If such an adaptation is not possible or if, despite such adaptation, the working conditions could have a negative impact on the health of the pregnant worker or the foetus, and so be certified and informed in the (a) the term 'occupational risk' is defined in Article 26 (2) of the Law on the Prevention of Occupational Risks, which must be passed on to a different job or function compatible with its state, and the employer must determine, after consultation with the workers ' representatives, the list of posts which are free of risks to these effects and the alternative positions to occupy.

The change of position or function will be performed according to the rules and criteria of functional mobility. If, after applying those rules, there is no compatible job or function, the worker may be assigned to a post not corresponding to her group or equivalent category, but shall retain the right to the whole of the remuneration of their place of origin.

If such change of post is not technically and objectively possible, or cannot reasonably be required for justified reasons, the employment contract may be suspended in accordance with the terms of Article 45.1 (d) of the Staff Regulations. of the Workers and entitled to the provision governed by Article 187 of the recast text of the General Law of Social Security, for the period necessary for the protection of their safety or health and as long as the impossibility persists to be reintegrated into your previous position or compatible with your status.

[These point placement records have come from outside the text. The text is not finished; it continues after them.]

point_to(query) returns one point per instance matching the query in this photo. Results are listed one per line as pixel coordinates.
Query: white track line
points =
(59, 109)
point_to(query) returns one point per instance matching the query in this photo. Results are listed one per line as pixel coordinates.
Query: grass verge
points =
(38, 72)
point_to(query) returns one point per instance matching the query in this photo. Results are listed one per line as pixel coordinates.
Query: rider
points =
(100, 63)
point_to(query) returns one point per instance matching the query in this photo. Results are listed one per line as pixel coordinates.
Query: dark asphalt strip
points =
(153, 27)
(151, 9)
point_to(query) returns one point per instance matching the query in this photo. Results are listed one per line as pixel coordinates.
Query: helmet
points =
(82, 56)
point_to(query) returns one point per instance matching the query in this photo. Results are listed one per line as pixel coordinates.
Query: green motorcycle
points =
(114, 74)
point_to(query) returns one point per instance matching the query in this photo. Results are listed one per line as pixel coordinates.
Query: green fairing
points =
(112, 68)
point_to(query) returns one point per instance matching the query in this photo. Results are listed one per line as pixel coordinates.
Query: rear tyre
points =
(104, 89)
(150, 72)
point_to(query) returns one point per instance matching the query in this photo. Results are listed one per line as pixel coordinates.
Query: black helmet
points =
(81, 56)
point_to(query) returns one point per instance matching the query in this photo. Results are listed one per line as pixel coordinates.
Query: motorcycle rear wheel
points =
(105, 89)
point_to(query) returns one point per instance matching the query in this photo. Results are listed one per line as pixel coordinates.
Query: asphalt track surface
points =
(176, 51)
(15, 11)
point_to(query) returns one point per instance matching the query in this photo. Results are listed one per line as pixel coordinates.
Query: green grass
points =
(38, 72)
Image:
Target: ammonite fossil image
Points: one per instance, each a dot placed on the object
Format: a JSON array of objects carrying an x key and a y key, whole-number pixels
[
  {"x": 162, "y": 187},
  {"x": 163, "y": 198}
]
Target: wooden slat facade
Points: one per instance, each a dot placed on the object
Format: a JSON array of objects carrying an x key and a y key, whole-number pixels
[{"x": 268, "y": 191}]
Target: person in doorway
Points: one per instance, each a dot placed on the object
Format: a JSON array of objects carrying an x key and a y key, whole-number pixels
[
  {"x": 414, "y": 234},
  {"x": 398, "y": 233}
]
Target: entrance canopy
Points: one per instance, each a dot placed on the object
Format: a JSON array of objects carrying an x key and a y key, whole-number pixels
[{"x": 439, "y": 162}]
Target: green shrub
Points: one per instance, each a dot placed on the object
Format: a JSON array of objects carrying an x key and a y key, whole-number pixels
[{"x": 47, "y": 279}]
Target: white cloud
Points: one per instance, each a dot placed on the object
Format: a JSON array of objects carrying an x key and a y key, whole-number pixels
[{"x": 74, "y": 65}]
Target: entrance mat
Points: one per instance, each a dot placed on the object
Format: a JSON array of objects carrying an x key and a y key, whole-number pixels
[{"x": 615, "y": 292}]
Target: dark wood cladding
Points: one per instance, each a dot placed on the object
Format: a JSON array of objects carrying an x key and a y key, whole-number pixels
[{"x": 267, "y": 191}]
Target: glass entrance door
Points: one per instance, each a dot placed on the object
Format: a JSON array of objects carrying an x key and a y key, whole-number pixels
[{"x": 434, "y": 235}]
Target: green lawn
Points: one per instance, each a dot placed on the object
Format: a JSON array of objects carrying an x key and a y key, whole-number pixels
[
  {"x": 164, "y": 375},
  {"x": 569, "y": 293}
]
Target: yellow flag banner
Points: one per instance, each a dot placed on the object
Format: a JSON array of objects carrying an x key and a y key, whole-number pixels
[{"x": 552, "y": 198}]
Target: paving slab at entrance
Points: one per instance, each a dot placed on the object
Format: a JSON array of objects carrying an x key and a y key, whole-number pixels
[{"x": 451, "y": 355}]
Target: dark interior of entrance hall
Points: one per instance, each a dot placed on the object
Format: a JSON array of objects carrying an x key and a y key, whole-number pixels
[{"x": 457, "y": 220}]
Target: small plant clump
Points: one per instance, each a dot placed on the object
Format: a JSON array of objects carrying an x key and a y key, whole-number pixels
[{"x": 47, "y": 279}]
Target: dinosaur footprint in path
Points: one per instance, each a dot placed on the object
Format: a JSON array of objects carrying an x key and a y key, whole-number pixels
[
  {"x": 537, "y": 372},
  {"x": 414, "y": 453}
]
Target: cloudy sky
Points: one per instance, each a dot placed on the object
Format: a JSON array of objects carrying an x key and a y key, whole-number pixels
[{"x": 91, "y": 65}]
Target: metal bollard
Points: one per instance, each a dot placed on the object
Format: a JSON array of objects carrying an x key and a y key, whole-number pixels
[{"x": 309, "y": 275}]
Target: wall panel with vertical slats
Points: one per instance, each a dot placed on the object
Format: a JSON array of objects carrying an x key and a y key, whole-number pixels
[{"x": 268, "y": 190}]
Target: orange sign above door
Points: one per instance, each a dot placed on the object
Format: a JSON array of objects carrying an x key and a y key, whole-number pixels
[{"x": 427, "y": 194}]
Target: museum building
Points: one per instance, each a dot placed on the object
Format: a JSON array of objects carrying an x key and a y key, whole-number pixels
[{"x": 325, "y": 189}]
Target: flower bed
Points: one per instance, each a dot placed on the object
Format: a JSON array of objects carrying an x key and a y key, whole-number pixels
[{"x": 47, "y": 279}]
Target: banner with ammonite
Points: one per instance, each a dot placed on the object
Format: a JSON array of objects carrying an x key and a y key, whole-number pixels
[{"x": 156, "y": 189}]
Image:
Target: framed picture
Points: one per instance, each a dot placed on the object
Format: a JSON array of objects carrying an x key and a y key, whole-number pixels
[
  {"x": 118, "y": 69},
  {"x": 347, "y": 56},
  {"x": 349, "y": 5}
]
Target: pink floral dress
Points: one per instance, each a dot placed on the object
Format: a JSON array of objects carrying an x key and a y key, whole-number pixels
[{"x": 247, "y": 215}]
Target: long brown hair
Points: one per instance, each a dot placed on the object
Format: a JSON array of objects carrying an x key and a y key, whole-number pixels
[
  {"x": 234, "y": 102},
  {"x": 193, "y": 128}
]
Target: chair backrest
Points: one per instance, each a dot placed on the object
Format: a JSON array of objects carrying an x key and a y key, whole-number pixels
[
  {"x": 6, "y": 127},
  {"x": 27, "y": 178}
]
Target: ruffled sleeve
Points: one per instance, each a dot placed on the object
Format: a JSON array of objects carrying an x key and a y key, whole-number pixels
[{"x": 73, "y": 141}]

The measures provided for in the first three paragraphs will also apply during the breastfeeding period, if the working conditions could have a negative impact on the health of the woman or the child and thus be certifiitions of their work, on the characteristics of their activity and their work centre, on machinery and technology. employed and on all other aspects of the work process that may in some way be at risk for their health or personal safety at work.

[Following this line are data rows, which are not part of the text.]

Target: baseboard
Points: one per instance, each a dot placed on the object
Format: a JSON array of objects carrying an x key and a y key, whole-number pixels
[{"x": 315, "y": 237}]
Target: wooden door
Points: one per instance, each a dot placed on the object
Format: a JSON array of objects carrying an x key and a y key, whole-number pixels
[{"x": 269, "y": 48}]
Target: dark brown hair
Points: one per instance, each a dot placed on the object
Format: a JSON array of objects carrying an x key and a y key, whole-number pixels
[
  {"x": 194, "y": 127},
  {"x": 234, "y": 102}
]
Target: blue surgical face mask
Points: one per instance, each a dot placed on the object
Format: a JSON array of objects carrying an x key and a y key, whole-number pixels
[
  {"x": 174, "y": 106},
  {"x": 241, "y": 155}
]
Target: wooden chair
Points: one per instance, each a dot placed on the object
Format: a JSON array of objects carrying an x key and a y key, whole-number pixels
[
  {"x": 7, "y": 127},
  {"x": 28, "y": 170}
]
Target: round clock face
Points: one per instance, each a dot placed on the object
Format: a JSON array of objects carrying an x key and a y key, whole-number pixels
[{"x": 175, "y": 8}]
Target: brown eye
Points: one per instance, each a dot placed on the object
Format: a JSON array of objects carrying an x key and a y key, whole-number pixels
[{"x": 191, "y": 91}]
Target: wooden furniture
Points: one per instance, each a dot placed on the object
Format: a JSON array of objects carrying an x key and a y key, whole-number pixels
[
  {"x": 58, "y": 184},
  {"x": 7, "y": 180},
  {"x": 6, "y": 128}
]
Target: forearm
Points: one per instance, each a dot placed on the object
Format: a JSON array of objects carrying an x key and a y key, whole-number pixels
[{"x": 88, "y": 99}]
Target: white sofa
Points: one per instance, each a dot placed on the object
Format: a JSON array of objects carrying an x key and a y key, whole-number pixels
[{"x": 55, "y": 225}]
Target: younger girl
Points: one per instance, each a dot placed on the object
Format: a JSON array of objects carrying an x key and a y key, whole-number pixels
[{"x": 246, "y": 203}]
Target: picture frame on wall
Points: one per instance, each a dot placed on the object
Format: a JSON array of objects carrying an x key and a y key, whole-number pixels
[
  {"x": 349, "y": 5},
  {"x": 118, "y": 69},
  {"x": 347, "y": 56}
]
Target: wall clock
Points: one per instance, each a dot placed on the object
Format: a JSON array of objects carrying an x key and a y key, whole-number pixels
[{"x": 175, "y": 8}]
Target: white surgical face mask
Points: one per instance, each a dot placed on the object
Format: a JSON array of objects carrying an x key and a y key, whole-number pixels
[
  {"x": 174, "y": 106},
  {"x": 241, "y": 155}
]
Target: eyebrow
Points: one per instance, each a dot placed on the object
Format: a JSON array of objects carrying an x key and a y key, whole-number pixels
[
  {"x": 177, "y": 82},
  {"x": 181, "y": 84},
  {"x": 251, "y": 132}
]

In particular, companies are obliged to specifically train the worker on the risks which, where appropriate, may exist in a given job, as well as on the use of the means and conduct necessary to their removal.

In companies or workplaces that have six or more workers, the partiith their status.

TITLE FIFTH

Other enhancements

Article 79. Disability and death insurance.

The companies affected by this Collective Agreement are obliged within 30 days of the publication of this Collective Agreement, to constitute a Work Accident Insurance for the case of invalidity or death for all its employees affected by this Collective Agreement, securing a capital of 30,000 € per worker, for the years 2014, 2015 and 2016, and of 33,000 € for the year 2017. Until such time as the policy is formalized or the time limit is concluded, the amounts and conditions laid down in the preceding agreement shall continue to apply.

Risks that occur on occasion or as a result of work will be covered according to the following breakdown:

-Death.

-Great Invalidity.

-Absolute validity for any type of activity.

-Total invalidity that incapacitates you for the exercise of your usual work.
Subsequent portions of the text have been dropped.